Efficiency and accuracy trade-off. There is always a balance to be found between efficiency and accuracy. Accuracy at the cost of efficiency negatively impacts user experience and practical use-cases. Efficiency at the cost of accuracy leads to a misleading and inaccurate solution.
Triaging user input to determine direct LLM inference or prompt injection via RAG requires a reference. In the case of SELF-RAG it is against a fine-tuned LLM making use of self-reflection.
The principle of RAG triage can be applied in various forms. The most important aspect is the reference against which the decision is made to directly infer the question from an LLM, or make use of RAG. And in the case where RAG is used; being able to assess the quality and correctness of the repsonse.
Generative AI based applications can also include a wider consideration for triage…where other options apart from direct inference or RAG are available. For instance, human-in-the-loop, web search, multi-LLM orchestration, etc.

Find me on LinkedIn

Some Considerations

Additional Inference & Cost

SELF-RAG will introduce more overhead in terms of inference. Considering the image above, the self-reflective approach to RAG introduces more points of inference.

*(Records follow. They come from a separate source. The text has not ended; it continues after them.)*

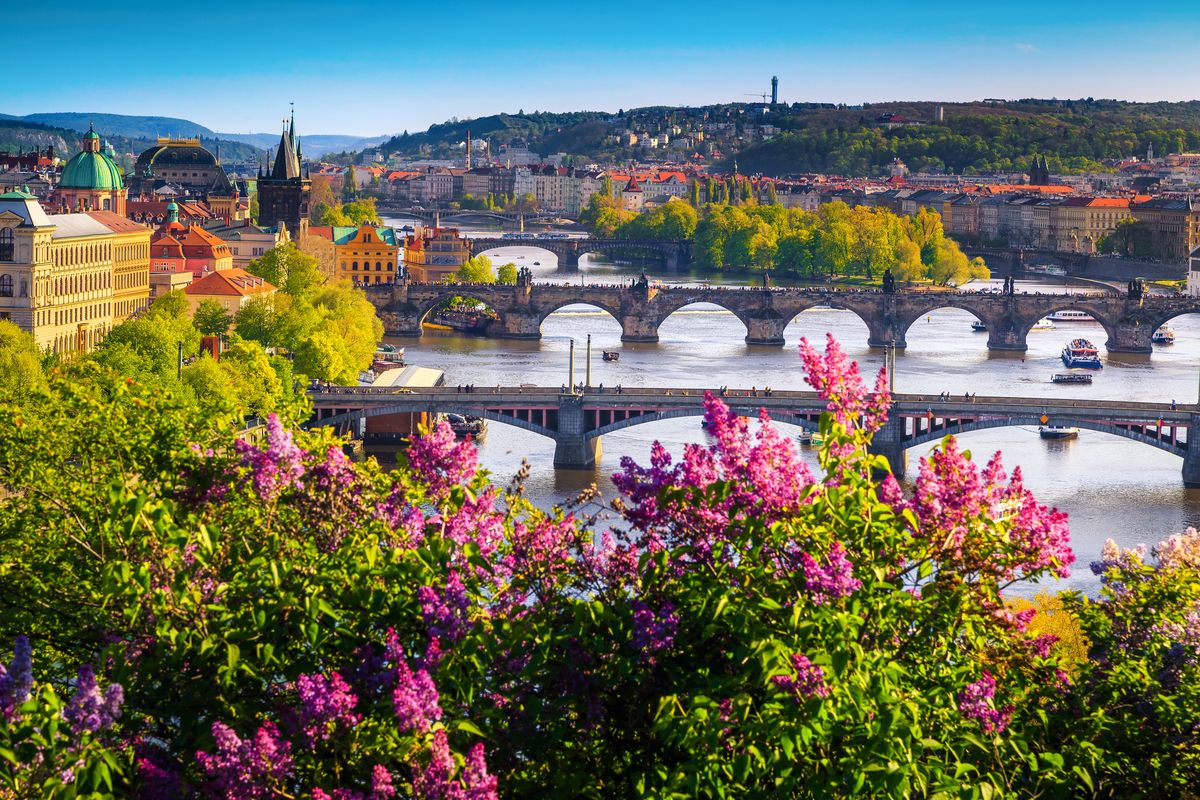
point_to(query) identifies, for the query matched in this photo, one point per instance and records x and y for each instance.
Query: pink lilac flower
(808, 679)
(837, 379)
(246, 769)
(834, 579)
(441, 461)
(327, 703)
(977, 701)
(16, 680)
(445, 612)
(277, 465)
(89, 710)
(654, 630)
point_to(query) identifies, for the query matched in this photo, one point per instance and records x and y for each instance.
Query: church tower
(283, 192)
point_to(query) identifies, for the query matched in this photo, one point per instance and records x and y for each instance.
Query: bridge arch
(1179, 449)
(414, 408)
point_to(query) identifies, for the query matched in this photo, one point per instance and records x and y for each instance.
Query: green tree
(211, 318)
(507, 274)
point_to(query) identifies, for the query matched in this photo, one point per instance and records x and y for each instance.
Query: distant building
(90, 181)
(283, 192)
(59, 274)
(232, 288)
(433, 254)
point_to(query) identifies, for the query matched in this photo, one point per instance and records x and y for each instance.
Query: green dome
(91, 170)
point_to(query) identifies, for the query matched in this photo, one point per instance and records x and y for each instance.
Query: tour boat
(1081, 353)
(1164, 335)
(1068, 316)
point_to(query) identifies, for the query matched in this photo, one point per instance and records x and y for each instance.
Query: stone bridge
(576, 421)
(673, 254)
(641, 307)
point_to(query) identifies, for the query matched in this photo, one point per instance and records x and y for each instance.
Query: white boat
(1068, 316)
(1081, 353)
(1057, 432)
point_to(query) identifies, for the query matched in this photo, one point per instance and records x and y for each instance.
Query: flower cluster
(276, 465)
(16, 679)
(807, 679)
(89, 710)
(246, 769)
(654, 630)
(833, 581)
(441, 461)
(327, 703)
(977, 702)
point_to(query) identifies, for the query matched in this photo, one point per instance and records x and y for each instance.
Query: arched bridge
(641, 307)
(576, 421)
(675, 254)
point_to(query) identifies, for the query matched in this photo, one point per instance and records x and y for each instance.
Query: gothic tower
(283, 191)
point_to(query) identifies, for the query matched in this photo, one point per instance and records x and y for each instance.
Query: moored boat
(1057, 432)
(1069, 316)
(1081, 353)
(1072, 378)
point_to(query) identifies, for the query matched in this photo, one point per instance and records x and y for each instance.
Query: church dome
(91, 169)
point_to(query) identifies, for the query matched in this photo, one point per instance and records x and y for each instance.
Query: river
(1110, 487)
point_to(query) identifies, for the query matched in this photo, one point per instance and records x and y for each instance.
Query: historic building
(283, 192)
(433, 254)
(90, 180)
(59, 272)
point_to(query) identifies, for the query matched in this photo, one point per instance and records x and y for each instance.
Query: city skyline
(366, 74)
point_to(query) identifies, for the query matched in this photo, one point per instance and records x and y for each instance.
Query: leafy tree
(211, 318)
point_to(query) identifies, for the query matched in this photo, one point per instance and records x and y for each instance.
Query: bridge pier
(573, 446)
(766, 330)
(636, 328)
(888, 441)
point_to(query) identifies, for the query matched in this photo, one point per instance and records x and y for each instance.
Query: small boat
(1164, 335)
(1069, 316)
(1057, 432)
(1072, 378)
(1081, 353)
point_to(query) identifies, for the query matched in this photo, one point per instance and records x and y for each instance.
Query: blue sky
(377, 67)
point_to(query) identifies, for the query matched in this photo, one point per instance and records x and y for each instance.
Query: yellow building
(433, 254)
(131, 264)
(58, 274)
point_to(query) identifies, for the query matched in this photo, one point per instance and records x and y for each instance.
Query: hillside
(1075, 134)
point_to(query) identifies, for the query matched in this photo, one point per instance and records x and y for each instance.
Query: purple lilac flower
(807, 681)
(16, 680)
(276, 467)
(976, 702)
(833, 581)
(89, 711)
(325, 703)
(654, 631)
(246, 769)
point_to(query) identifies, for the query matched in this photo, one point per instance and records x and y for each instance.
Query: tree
(477, 270)
(211, 318)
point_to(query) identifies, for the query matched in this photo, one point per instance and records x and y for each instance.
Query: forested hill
(1077, 136)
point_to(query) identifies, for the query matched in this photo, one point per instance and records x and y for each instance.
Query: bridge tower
(573, 447)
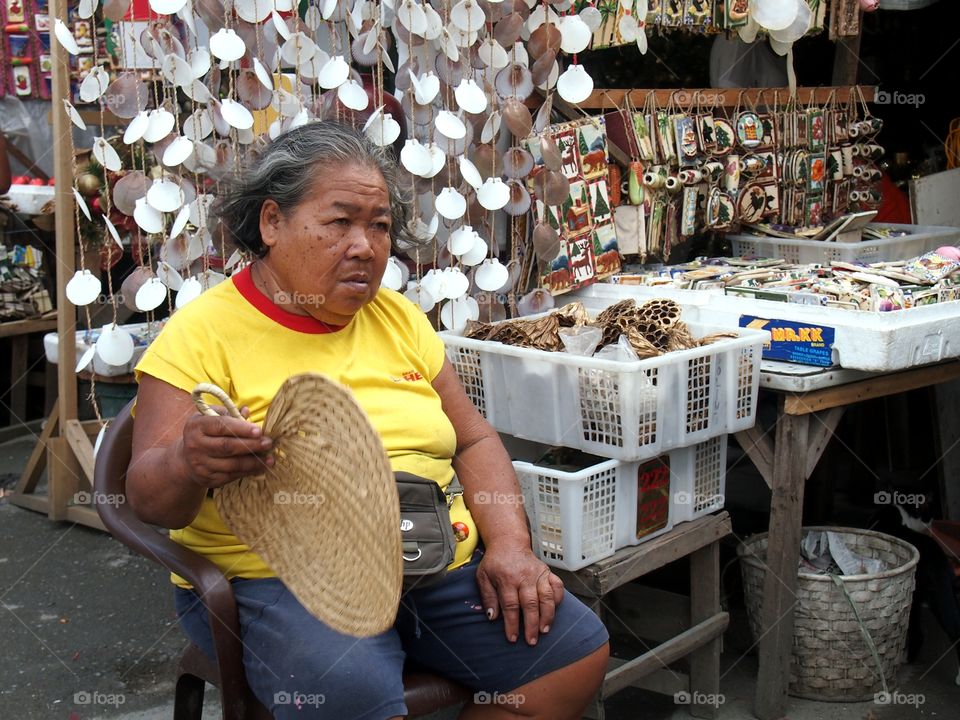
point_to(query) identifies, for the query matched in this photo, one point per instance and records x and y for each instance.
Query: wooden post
(60, 468)
(782, 557)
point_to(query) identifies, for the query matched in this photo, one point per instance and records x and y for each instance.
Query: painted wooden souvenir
(749, 131)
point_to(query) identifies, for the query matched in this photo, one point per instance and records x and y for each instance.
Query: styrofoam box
(578, 518)
(922, 238)
(30, 198)
(51, 347)
(863, 340)
(621, 410)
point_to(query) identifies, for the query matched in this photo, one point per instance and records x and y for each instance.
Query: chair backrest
(110, 480)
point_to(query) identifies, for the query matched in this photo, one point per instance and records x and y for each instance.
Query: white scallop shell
(352, 94)
(470, 96)
(236, 114)
(425, 88)
(491, 275)
(476, 254)
(575, 85)
(160, 124)
(451, 204)
(575, 34)
(419, 295)
(462, 240)
(455, 283)
(83, 288)
(470, 173)
(392, 275)
(456, 313)
(65, 37)
(177, 151)
(382, 129)
(94, 85)
(115, 345)
(225, 44)
(106, 155)
(147, 217)
(494, 194)
(150, 295)
(334, 73)
(415, 157)
(450, 125)
(197, 126)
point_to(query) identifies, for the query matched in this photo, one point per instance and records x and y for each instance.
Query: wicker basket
(831, 658)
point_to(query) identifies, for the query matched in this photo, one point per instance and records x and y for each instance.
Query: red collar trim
(243, 281)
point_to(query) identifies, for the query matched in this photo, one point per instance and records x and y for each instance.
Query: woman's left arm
(512, 580)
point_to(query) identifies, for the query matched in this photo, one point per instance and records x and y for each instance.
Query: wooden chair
(424, 692)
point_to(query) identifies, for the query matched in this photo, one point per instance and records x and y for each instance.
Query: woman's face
(329, 252)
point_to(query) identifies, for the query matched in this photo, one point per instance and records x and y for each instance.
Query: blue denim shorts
(299, 667)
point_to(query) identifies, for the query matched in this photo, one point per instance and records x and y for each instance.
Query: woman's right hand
(219, 450)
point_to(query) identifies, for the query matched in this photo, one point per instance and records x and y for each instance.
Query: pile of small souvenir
(650, 329)
(933, 277)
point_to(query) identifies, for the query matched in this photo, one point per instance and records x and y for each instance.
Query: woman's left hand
(514, 582)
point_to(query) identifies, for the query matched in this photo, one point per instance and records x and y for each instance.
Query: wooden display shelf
(613, 99)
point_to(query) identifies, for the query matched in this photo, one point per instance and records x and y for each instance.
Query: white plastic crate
(698, 479)
(922, 238)
(863, 340)
(621, 410)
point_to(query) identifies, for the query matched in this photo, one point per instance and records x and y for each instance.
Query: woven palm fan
(326, 517)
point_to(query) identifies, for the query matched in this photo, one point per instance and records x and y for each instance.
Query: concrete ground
(89, 632)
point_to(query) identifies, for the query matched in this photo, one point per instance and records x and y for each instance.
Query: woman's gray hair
(282, 172)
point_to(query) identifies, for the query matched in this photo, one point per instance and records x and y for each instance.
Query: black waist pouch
(425, 530)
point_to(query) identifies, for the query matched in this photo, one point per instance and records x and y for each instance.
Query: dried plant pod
(641, 346)
(544, 39)
(517, 118)
(508, 30)
(572, 315)
(552, 159)
(662, 311)
(546, 242)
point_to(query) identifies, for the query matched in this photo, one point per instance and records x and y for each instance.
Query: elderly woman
(319, 212)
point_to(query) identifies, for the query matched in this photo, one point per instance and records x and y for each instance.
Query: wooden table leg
(783, 555)
(704, 604)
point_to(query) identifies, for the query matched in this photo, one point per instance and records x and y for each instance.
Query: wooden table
(810, 403)
(700, 540)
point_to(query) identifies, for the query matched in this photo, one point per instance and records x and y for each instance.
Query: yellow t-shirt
(388, 355)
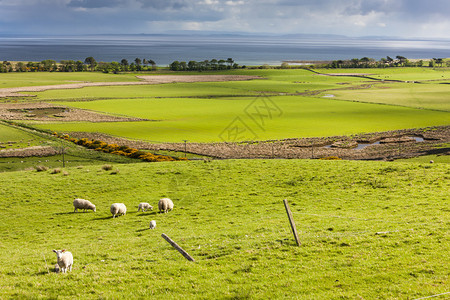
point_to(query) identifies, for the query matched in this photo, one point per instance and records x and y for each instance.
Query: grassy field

A first step of inference is performed, with three inference steps being performed in parallel. The three results are then compared and a winner is selected for RAG inference.

Out-of-Domain

Also as can be seen in the image above, out-of-domain queries are recognised as such, and the request is not serviced via retrieval, but sent directly to the LLM inference.

Agentic RAG

Considering the image blow, the question needs to be asked…

With the complexity being introduced to the RAG process, are we not reaching a point where an agent-based RAG approach will work best? An approach LlamaIndex refers to as Agentic RAG.

Find me on Twitter

Intents

There has been studies where intent-based routing has been used to triage user input for the correct treatment with in a generative AI framework. Intents are merely pre-defined use-case classes.